Delirium delirium at hackish.org
Sat Mar 7 06:56:18 UTC 2009


Pharos wrote:
> My experience has been that, although certainly there is room for
> expansion in scientific articles on specialty topics, Wikipedia
> already has much better coverage of science than any print
> encyclopedias, and most basic scientific subjects are treated fairly
> completely.
>
> In contrast, Wikipedia's coverage of the humanities is often inferior
> to the better print encyclopedias, and even with very basic subjects.
> This is perhaps because the humanities lend themselves less to easy
> summary, as there is usually a great variety of scholarly opinion on
> basic subjects, unlike in science.
>   

I don't think that's actually true. I think some areas, like evolution 
that you mentioned, are covered reasonably well, because there are 
enough Wikipedians who have an interest in and reasonably decent 
knowledge of the field to write a good article, and perhaps more 
importantly to fend off non-good contributions or edits to the article. 
In many areas of science this is not true.
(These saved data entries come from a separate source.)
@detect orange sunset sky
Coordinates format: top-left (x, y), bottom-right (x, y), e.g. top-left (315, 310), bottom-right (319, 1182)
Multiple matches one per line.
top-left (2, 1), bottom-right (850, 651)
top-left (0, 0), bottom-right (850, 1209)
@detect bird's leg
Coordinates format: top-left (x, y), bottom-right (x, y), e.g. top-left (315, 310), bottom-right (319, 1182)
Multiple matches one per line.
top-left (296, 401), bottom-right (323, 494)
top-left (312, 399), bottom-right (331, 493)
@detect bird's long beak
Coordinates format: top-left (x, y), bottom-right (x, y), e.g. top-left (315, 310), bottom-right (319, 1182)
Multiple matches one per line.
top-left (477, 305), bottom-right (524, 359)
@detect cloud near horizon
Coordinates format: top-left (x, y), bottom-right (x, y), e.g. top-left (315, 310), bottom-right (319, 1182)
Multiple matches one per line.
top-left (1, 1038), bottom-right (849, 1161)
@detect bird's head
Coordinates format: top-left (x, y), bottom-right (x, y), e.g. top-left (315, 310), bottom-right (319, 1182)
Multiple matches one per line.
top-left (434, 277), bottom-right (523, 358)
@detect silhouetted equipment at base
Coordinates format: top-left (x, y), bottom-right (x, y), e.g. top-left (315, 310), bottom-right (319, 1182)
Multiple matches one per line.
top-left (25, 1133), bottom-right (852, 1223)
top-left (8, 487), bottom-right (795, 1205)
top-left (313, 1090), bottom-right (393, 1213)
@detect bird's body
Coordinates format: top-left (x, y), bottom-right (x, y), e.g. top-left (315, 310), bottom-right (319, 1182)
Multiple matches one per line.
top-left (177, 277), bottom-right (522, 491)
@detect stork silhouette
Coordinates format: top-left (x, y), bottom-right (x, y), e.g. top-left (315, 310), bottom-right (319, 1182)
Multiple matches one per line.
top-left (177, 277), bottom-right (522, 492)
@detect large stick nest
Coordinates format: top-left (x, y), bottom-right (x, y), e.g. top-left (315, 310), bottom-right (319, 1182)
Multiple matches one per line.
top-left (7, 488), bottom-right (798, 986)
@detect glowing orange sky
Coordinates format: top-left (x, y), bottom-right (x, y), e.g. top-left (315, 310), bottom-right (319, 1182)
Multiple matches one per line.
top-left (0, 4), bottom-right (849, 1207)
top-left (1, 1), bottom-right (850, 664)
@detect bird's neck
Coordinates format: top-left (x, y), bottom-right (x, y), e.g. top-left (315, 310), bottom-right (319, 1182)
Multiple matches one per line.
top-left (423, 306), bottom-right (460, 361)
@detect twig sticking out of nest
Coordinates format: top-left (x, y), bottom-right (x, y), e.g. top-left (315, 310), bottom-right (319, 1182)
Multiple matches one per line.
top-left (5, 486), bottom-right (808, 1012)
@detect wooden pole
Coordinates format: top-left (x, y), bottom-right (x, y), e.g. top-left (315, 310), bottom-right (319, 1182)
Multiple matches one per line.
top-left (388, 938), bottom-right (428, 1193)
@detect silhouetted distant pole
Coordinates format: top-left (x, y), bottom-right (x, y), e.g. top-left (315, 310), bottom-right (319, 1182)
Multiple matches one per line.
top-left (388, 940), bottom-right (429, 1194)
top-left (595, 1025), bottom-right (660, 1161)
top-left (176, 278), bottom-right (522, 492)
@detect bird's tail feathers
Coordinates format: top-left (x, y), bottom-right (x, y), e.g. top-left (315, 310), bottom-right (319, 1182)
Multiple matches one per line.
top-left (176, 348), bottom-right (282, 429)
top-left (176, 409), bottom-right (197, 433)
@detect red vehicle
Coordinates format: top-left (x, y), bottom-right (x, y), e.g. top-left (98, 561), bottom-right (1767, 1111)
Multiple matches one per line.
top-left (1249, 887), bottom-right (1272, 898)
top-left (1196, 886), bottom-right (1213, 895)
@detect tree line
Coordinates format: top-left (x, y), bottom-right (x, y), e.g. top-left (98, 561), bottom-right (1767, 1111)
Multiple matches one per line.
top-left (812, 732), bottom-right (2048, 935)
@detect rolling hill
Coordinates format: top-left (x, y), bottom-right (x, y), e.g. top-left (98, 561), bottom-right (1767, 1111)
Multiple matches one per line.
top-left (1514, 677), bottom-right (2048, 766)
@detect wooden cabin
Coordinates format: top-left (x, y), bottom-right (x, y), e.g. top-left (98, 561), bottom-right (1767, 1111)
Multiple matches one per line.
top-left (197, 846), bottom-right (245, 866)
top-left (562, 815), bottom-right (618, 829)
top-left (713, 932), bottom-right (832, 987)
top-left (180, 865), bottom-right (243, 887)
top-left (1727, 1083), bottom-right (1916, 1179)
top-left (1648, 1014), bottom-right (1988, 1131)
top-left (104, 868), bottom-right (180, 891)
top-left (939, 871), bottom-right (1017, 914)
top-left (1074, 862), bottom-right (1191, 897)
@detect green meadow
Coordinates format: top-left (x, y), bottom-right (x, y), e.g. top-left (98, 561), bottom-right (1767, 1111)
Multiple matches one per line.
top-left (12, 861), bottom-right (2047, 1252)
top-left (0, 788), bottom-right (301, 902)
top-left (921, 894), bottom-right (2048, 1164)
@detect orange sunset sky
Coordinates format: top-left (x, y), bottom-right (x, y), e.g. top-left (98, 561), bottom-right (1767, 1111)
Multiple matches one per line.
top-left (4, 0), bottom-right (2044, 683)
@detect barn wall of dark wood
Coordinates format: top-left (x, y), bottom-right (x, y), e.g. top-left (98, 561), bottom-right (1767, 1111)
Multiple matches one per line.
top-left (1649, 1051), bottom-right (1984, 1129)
Oddly for a computer encyclopedia, our computer science articles are 
largely quite poor, except in "pop computing" types of articles like 
discussions of the Linux kernel or tech companies, which are decent. My 
personal area of professional expertise is artificial intelligence, and 
our articles on *that* subject are so bad that I'm embarrassed to try to 
introduce academics in my field to Wikipedia, since I know they'll 
probably look those articles up first and be turned off by the 
AI-kookiness that pervades them.

I think if the humanities on average are worse than the sciences on 
average, it's mostly down to who we have as contributors versus don't. 
Of course, complex fields with a variety of scholarly opinion are harder 
to cover, but we cover them fairly well where we have a lot of dedicated 
contributors with detailed knowledge of all those opinions, and badly in 
areas where we don't, or where they're outnumbered by people who don't 
really know what they're talking about.